I miss the heck out of Pickering and its reliably interesting and diverse selection of extremely good-quality grafted roses on RMV-free rootstock. There hasn’t been any other company that entirely fills that void, and maybe there never will be.
Foolishly, I tried to get ‘Soleil d’Or’ to grow both in MN (from Pickering–it failed so spectacularly from blackspot, I wonder how they managed to grow it in Ontario!) and here. I had a little success for a while by keeping an own-root plant indoors under lights, which lasted until spider mites got out of control, and it didn’t react very well to spraying. I never got anything to set using the pollen that I collected, but I suppose that any offspring would have been very blackspot prone as well. After I got that out of my system (mostly), I resolved to just work with modern descendants that don’t have all of those liabilities (or at least can be kept alive a little longer for breeding than SdO).

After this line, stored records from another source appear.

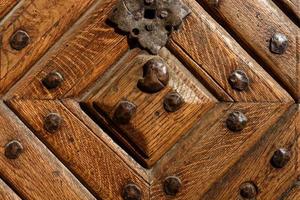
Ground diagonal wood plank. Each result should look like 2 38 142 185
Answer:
0 179 21 200
0 102 95 200
0 0 94 94
169 0 292 102
8 99 149 200
8 0 128 99
151 103 289 200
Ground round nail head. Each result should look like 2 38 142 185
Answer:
114 101 137 124
228 70 249 91
42 71 64 90
164 92 184 112
226 111 248 132
240 182 257 199
5 140 23 159
10 30 30 51
270 33 288 54
271 148 291 168
137 58 169 93
44 113 62 133
164 176 182 196
122 184 142 200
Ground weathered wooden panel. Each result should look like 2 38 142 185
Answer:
6 0 128 99
8 100 149 200
201 0 300 100
84 50 216 166
0 179 21 200
171 0 295 102
0 102 95 200
0 0 93 94
151 103 288 200
0 0 19 20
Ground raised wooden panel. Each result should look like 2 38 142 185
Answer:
8 0 128 99
201 105 300 200
8 100 149 200
0 0 19 20
171 0 295 102
0 0 93 93
199 0 300 100
0 179 21 200
83 50 216 167
0 102 95 200
151 103 288 200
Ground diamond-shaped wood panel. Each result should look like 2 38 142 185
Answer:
0 0 300 200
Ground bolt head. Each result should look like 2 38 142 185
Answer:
228 70 249 91
42 71 64 90
226 111 248 132
44 113 62 133
122 184 142 200
113 101 137 124
240 182 258 199
270 33 288 54
10 30 30 51
164 92 184 112
137 58 169 93
164 176 182 196
271 148 291 168
5 140 23 159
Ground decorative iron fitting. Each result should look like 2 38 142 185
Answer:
109 0 190 54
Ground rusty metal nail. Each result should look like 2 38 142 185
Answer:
44 113 62 133
270 33 288 54
10 30 30 51
122 183 142 200
164 176 181 196
164 92 184 112
114 101 137 124
240 182 257 199
228 70 249 91
271 148 291 168
226 111 248 132
42 71 64 90
137 58 169 93
5 140 23 159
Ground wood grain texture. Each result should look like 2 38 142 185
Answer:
199 0 300 100
8 0 128 99
0 103 95 200
201 105 300 200
0 0 19 20
0 0 93 94
8 100 149 200
84 49 216 167
0 179 21 200
151 103 289 200
172 0 291 102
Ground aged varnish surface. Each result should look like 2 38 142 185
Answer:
0 0 300 200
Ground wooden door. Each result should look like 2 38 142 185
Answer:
0 0 300 200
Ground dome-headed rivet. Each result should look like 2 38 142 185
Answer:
42 71 64 90
44 113 62 133
270 33 288 54
228 70 249 91
137 58 169 93
10 30 30 51
122 183 142 200
271 148 291 168
164 92 184 112
5 140 23 159
240 182 257 199
164 176 182 196
113 101 137 124
226 111 248 132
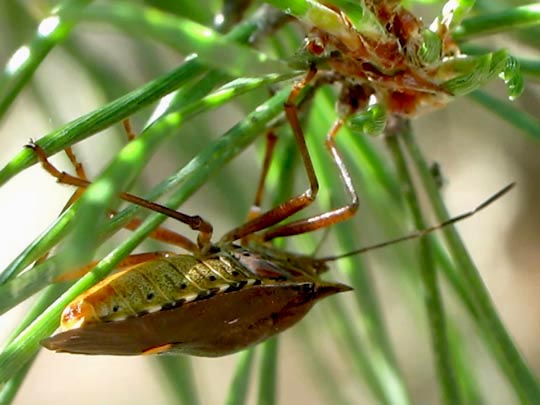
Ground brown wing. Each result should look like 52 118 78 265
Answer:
41 282 350 357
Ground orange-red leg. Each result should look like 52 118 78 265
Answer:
27 140 212 252
247 131 277 221
263 119 359 241
220 68 319 243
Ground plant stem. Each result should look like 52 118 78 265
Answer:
402 128 540 404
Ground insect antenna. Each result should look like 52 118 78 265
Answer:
318 183 516 262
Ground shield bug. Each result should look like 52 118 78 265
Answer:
29 137 512 357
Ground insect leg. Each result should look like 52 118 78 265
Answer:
247 131 277 221
220 67 319 243
263 118 359 241
26 143 213 249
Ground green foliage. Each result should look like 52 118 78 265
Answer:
0 0 540 405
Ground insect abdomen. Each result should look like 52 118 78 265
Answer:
62 255 255 329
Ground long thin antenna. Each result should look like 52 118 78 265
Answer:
319 183 516 261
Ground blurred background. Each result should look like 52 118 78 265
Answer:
0 1 540 404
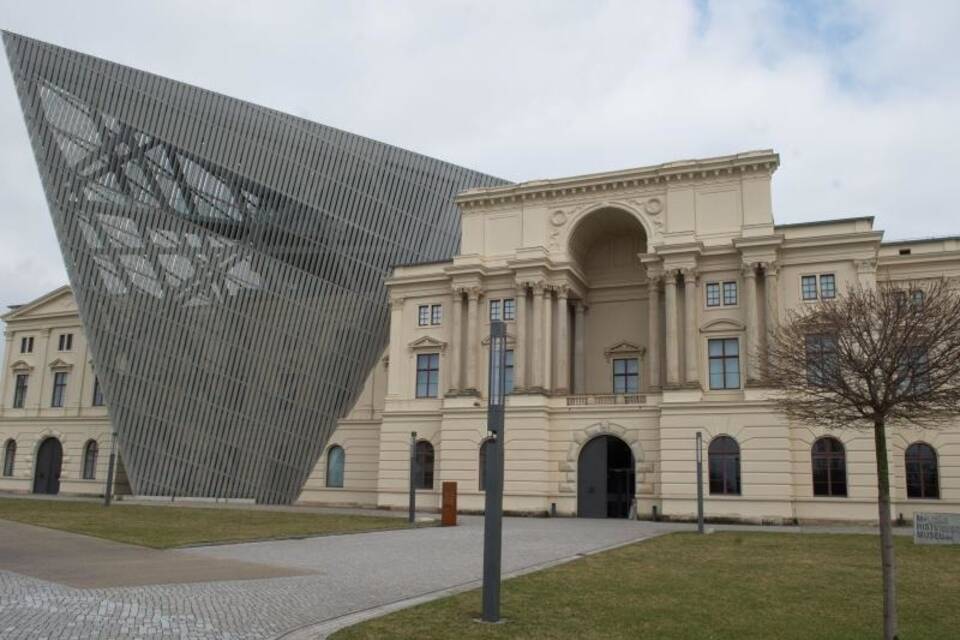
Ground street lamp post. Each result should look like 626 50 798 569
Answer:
483 320 507 622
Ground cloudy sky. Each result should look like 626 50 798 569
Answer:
0 0 960 312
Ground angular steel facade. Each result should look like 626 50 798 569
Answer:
3 32 505 503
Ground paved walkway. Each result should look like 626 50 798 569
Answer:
0 517 688 640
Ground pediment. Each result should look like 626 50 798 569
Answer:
700 318 747 333
603 340 647 360
407 336 447 351
10 360 33 373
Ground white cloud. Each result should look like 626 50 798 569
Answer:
0 0 960 310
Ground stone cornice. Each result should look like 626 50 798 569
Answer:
455 150 780 209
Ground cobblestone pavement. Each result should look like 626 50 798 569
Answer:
0 517 674 640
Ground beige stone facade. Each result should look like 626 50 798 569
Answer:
0 151 960 522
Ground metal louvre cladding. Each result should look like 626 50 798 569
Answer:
3 32 505 503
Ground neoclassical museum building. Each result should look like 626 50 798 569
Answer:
0 151 960 522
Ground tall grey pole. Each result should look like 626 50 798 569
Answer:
103 432 117 507
697 431 703 533
483 320 507 622
407 431 417 524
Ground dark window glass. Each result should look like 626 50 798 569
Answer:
820 273 837 300
3 438 17 477
723 282 737 305
906 442 940 498
13 373 30 409
613 358 640 393
707 282 720 307
83 440 97 480
707 436 740 495
811 437 847 496
800 276 817 300
503 298 517 320
413 440 433 489
707 338 740 389
417 353 440 398
93 378 103 407
50 371 67 407
503 349 513 393
490 300 500 320
327 445 345 487
479 440 490 491
806 333 837 385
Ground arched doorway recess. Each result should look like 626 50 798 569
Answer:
577 435 637 518
33 437 63 495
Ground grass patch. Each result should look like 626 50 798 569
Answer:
0 498 407 549
333 532 960 640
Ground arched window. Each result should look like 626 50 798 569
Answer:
905 442 940 498
479 440 490 491
327 445 346 487
413 440 433 489
810 436 847 496
707 436 740 495
83 440 97 480
3 438 17 477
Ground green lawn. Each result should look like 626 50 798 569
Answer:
0 498 416 549
333 533 960 640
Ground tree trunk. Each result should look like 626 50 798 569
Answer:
873 418 897 640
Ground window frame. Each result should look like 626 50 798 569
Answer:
707 433 743 496
707 336 743 391
414 351 440 398
610 356 640 395
810 436 850 498
324 444 347 489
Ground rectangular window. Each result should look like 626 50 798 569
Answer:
13 373 30 409
490 300 500 322
503 349 513 393
50 371 67 407
820 273 837 300
58 333 73 351
503 298 517 321
806 334 837 385
800 276 817 300
707 282 720 307
93 378 103 407
613 358 640 393
723 282 737 307
417 353 440 398
708 338 740 389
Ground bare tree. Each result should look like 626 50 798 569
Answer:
767 280 960 640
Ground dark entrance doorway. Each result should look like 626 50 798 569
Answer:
577 436 636 518
33 438 63 495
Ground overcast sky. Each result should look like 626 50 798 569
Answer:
0 0 960 312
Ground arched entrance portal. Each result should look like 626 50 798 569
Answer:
577 436 637 518
33 438 63 495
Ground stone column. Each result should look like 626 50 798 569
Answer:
554 285 570 395
573 300 587 393
513 284 527 389
663 271 680 385
464 287 480 393
763 262 780 380
741 263 760 383
543 287 554 391
683 269 700 383
647 269 663 390
450 287 463 393
530 282 544 388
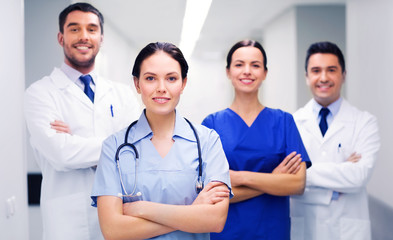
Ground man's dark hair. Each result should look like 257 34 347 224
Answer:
305 42 345 73
59 2 104 34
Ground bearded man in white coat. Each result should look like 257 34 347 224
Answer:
291 42 380 240
25 3 140 240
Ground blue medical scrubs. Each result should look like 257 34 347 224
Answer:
92 109 230 239
202 107 311 240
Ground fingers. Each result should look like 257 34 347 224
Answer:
285 154 302 174
280 151 296 166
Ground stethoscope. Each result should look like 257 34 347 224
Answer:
115 118 203 200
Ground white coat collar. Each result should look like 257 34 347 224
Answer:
294 99 353 142
50 68 113 108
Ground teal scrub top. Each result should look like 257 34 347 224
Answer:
202 107 311 240
91 109 231 239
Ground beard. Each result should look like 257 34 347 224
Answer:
64 51 96 69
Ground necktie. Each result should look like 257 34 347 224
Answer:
319 108 330 136
79 74 94 103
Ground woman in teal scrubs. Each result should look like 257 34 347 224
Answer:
92 43 231 240
202 40 311 240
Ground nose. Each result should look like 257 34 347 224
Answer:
157 79 166 93
79 29 89 41
320 71 328 82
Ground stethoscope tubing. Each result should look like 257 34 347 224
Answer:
115 118 203 195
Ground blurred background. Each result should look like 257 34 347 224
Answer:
0 0 393 240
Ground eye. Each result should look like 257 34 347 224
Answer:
168 76 177 82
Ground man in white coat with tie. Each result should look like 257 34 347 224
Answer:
25 3 140 240
291 42 380 240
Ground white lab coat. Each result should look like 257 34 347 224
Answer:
25 68 140 240
291 99 380 240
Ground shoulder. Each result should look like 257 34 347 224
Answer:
202 108 231 128
339 99 377 125
102 128 127 147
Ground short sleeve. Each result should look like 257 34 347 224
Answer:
91 135 122 207
202 128 233 198
285 113 311 168
202 114 214 129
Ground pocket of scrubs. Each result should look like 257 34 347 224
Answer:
291 217 304 240
340 218 371 240
119 147 135 174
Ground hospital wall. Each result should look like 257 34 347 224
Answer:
262 0 393 240
346 0 393 240
9 0 393 240
24 0 139 240
0 0 29 240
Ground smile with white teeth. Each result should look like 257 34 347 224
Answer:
240 79 253 83
76 46 89 50
153 97 169 103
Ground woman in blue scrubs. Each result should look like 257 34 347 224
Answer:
202 40 311 240
92 43 231 239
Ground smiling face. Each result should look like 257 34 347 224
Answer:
227 46 267 92
306 53 345 107
134 51 187 115
57 10 103 74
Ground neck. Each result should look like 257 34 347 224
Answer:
146 110 176 139
230 92 263 116
65 60 94 75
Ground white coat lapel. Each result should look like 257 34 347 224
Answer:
296 101 323 142
50 68 94 109
324 99 352 141
94 77 113 102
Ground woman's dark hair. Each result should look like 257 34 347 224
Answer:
132 42 188 79
59 3 104 34
226 40 267 70
305 42 345 73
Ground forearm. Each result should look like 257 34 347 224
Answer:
133 198 229 233
307 159 373 192
97 196 174 240
230 186 263 203
240 162 306 196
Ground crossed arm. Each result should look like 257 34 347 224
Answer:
97 182 229 239
230 152 306 203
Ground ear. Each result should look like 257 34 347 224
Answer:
304 72 310 86
133 77 141 94
225 68 231 79
57 32 64 47
180 78 187 93
100 34 104 47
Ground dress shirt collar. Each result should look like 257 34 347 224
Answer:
60 62 98 86
312 97 343 119
129 109 196 143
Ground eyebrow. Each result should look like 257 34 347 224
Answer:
67 22 98 28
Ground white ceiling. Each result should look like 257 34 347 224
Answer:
90 0 346 57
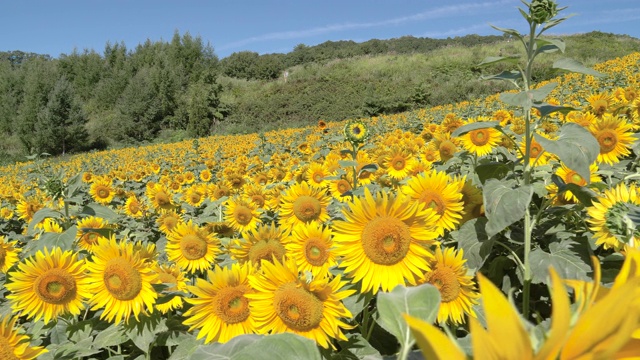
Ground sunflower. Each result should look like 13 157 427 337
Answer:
183 263 256 344
424 247 480 324
285 221 336 276
383 146 415 180
5 247 91 324
587 182 640 250
0 315 48 360
589 114 636 165
76 216 110 252
460 119 502 156
89 177 116 205
333 188 438 294
344 120 370 145
224 196 262 232
87 235 158 324
229 223 289 266
155 264 187 314
166 220 220 274
0 235 22 274
245 260 354 349
401 170 464 236
146 183 176 212
156 210 182 235
279 182 330 229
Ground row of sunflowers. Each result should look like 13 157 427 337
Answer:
0 28 640 359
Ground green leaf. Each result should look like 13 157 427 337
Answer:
451 121 500 137
451 217 495 271
477 55 520 66
78 203 118 222
534 123 600 184
529 240 591 283
483 179 533 237
376 284 440 344
553 58 605 77
476 162 511 184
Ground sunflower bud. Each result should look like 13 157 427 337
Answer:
529 0 558 24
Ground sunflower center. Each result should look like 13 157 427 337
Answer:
0 336 20 360
249 240 286 264
469 129 489 146
425 265 460 302
420 190 445 216
103 257 142 301
213 285 249 324
304 238 329 266
233 205 253 225
33 269 76 304
336 179 351 194
293 195 322 222
598 129 618 154
273 282 323 332
154 191 171 207
362 216 411 265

Bourbons and Portlands were always favorites of mine, too. Cultural issues aside, many make ideal garden roses in terms of habit, form, fragrance, repeat, etc. It has always seemed strange to me that Hybrid Perpetuals displaced them. Few do well here (blackspot) and those that are a bit better are often on the fringe for the class, like ‘Souvenir de la Malmaison’. I’ve come to realize that it is possible to get similar OGR charm and character using much more modern varieties that have better health as building blocks.
There truly are no consistent sources for interesting species roses these days; you just have to hunt and peck and hope to find a few here, a few there. Many species are simply unavailable now (in the U.S., anyway.) I’m not sure how many species thrive in this area anyway, but it’s always informative and sometimes useful to try new species germplasm.
All of this talk reminds me, if you wanted to try to complete your hardier neo-Damask hybrid, maybe ‘Lykkefund’ would be a good sub for the missing R. moschata fraction of the Damask species trifecta. If that R. fedtschenkoana-gallica cross of yours blooms this spring, you could even have a chance at making it happen this year! Luckily, the flowers of ‘Lykkefund’ are a lot bigger and infinitely easier to work with than is the case with ‘Polstjarnan’. I completely agree with you, that thing was the worst rose I ever tried to cross with because of the ridiculously small flowers (which refused all pollen I tried anyway, and seemed to have no pollen themselves). The wicked thorns didn’t help, either. (Hmm, ‘Polstjarnan’ x ‘Lykkefund’, maybe?)
I know a longtime breeder of tiny, fiddly flowered plants who swears by wearable magnifying glasses to make crosses on much smaller flowers than any rose. I’ve never tried it myself, but it is tempting.